Is Mobile Search Taking Over the Restaurant Space?

 Restaurant Space

To find the best place to eat, more and more of today's shoppers rely on information from mobile searches. Whether using a cell phone or tablet, Americans are constantly on-the-go and the same applies to their preferred methods of mobile search activity for restaurants.

As recently as 2010, mobile usage accounted for just 27% of Yelp searches. That figure has more than doubled today. In addition, the CEO of Groupon shared that the level of mobile-related searches for that company is more than triple what it was just a year ago, with more than 50% of all searches handled that way.

Given these trends, it’s very likely that we’ll soon see the vast majority of restaurant searches coming from mobile-based activity rather than desktops.

Keyword Data Tells a Similar Story

If we look at the top-20 restaurant searches by volume, a similar trend developing. As mobile searches increase, the Mobile Ratio (a comparison of mobile to desktop search volumes) drops closer to the 1.00 mark, signaling that traffic levels are equalizing. As things unfold in the industry, this trend will only become more pronounced, causing restaurant owners to place an ever-increasing priority on the quality of their digital marketing efforts to remain successful.

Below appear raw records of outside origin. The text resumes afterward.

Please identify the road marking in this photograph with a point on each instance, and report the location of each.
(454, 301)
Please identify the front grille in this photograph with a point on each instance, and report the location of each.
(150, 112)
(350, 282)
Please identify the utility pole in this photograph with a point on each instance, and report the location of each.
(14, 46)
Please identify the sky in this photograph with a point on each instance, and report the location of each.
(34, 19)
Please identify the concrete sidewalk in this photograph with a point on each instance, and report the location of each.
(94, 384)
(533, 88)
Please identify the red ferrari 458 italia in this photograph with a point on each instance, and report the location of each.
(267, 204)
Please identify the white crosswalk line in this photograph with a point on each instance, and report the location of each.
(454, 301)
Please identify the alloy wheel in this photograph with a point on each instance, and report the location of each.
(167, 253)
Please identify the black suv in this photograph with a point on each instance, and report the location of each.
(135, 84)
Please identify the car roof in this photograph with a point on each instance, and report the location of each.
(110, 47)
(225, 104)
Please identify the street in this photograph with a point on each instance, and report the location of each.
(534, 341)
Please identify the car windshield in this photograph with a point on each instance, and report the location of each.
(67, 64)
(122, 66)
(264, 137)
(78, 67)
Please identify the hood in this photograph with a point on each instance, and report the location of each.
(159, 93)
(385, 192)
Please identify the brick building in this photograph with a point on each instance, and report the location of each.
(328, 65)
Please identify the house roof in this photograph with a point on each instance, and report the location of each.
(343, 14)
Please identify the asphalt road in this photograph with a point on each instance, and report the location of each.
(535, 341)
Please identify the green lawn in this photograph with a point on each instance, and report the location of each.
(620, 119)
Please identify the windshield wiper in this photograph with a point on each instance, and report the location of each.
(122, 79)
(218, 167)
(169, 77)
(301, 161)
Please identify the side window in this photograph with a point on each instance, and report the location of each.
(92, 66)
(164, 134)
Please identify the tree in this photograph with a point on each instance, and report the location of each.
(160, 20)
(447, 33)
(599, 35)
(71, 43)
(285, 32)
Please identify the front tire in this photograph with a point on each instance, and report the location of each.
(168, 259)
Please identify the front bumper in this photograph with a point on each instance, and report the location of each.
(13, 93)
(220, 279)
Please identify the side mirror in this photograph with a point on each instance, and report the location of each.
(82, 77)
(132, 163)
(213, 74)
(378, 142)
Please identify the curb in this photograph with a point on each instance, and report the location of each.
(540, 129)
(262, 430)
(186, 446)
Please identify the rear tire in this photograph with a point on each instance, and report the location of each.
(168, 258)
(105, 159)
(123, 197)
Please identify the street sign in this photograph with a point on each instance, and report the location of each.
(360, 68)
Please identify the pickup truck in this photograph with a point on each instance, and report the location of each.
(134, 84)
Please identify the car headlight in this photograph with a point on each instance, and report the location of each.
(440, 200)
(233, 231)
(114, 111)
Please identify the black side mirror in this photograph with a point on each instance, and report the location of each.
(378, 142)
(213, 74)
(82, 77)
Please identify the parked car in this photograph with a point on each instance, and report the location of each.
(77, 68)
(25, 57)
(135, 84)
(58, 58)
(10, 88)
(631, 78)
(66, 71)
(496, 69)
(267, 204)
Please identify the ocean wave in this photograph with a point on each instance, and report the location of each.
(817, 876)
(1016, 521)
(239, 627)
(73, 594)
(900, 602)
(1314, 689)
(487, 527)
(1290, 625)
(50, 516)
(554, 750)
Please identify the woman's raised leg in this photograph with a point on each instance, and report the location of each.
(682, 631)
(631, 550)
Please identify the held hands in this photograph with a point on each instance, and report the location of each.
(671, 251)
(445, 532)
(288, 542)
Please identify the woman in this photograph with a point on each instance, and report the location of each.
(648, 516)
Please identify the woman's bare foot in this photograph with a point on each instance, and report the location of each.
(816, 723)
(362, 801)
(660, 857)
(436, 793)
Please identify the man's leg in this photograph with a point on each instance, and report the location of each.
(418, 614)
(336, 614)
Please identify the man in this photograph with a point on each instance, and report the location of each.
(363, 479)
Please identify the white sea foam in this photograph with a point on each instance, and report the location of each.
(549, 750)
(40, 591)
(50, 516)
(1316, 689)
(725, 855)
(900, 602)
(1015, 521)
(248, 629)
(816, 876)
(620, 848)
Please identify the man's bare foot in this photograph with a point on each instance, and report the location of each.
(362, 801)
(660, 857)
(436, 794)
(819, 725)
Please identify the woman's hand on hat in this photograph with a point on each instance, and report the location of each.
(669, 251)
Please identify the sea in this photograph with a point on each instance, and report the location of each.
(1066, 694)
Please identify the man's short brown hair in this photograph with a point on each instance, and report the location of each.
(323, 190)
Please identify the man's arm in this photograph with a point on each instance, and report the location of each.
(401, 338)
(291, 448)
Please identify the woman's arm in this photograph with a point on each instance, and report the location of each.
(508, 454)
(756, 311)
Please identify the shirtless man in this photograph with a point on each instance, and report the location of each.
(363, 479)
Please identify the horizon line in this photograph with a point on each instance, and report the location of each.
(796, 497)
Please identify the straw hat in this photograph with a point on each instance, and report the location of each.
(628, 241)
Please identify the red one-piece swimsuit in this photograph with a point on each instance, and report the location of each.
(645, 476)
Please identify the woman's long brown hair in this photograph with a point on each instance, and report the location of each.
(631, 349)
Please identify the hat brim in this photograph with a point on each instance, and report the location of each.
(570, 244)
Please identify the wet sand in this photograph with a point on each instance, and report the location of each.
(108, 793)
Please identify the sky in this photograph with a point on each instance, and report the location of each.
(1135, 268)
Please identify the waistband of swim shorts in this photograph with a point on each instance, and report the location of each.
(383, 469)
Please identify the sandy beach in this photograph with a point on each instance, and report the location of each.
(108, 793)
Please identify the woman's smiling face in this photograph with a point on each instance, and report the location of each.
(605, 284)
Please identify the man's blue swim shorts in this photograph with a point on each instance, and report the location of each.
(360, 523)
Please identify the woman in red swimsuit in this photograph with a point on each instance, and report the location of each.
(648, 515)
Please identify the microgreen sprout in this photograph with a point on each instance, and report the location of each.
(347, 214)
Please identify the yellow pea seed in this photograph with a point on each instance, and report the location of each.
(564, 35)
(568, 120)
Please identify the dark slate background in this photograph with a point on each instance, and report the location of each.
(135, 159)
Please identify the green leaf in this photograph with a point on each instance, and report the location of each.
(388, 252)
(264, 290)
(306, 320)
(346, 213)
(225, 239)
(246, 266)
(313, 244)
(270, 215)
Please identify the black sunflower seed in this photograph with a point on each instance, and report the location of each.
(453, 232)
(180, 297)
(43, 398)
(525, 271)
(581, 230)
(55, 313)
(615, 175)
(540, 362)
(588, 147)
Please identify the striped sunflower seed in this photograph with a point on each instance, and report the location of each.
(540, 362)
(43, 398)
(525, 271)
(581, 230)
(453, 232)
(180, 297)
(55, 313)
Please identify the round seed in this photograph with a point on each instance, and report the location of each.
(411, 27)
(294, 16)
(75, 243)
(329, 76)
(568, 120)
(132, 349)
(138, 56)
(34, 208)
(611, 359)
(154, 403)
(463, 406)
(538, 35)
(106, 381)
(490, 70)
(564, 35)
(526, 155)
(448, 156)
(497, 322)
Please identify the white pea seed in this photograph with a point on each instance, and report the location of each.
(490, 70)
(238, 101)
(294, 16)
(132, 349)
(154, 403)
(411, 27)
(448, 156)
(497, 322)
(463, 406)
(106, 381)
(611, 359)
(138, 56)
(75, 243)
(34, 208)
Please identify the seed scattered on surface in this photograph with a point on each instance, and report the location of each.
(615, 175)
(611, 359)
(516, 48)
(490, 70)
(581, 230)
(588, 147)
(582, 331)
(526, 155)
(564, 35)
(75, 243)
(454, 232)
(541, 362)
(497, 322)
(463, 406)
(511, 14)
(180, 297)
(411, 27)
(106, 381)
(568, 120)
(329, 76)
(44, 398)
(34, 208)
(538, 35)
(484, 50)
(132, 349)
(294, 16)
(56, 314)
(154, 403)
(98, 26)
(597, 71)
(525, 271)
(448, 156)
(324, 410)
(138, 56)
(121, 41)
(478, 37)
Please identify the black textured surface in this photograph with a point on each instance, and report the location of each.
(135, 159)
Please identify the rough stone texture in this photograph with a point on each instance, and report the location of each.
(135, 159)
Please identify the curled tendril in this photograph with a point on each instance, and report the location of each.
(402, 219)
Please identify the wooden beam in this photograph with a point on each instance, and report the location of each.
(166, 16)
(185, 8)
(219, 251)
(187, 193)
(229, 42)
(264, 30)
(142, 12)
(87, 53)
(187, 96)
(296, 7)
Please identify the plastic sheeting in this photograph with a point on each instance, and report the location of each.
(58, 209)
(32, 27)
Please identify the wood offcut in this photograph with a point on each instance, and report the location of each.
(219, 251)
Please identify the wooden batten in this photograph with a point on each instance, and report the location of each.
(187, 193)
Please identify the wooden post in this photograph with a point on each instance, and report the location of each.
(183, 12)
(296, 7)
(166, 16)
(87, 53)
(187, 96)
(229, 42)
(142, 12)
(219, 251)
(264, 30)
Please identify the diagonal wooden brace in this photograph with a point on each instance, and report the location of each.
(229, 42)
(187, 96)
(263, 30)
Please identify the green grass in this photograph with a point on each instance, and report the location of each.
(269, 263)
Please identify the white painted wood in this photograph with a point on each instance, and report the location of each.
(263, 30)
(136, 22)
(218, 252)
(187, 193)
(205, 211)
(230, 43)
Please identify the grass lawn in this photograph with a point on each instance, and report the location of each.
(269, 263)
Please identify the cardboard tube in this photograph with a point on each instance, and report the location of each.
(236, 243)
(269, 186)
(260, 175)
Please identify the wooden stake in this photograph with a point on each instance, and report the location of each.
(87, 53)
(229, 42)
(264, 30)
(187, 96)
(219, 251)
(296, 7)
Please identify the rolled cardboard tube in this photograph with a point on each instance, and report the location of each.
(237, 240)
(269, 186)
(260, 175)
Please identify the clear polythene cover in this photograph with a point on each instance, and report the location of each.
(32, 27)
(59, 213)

Ordering the Right Dish for Mobile

With mobile search rising in importance, you want to make sure to align your online activities with mobile and get in front of this fast-expanding audience. A few ideas for restaurant owners: 

  • Encourage customers to submit Yelp reviews, and suggest that they mention the specific dishes ordered. This will help when diners ask iPhone’s Siri for recommendations because Siri lets you search by menu item (“Siri, who serves ravioli?”)
  • Move toward a “mobile-first” website ASAP. That means creating a phone-friendly site that also works fine for desktop PCs. Most websites do the opposite, but in the restaurant industry, the market favors mobile. Your site design should, too.
  • If you are not ready for a mobile-first site, be sure that your homepage has a clickable phone number with driving directions one click away. This is good common sense for all customers, phone-based or not.
  • Apps are great for keeping in touch with established customers, but only if you need to interact with them a lot. A pizza-delivery restaurant app is a prime example. Restaurant owners in that industry expect frequent business and use the app to automate the process.
  • For restaurants that rely on reservations, make sure you get listed in the search engines that phone users rely upon. Google Places and Yelp are the prime candidates. If you have the right systems in place, OpenTable can be a big advantage in getting spontaneous bookings.
  • Google’s Mobile AdWords can be the best money you spend this year. If your average table brings $100, you might spend $20 on twenty dollar-clicks to get a call for a booking. Maybe less, if you’re outside a major metro area. That’s a lot better than giving half your receipts to Groupon.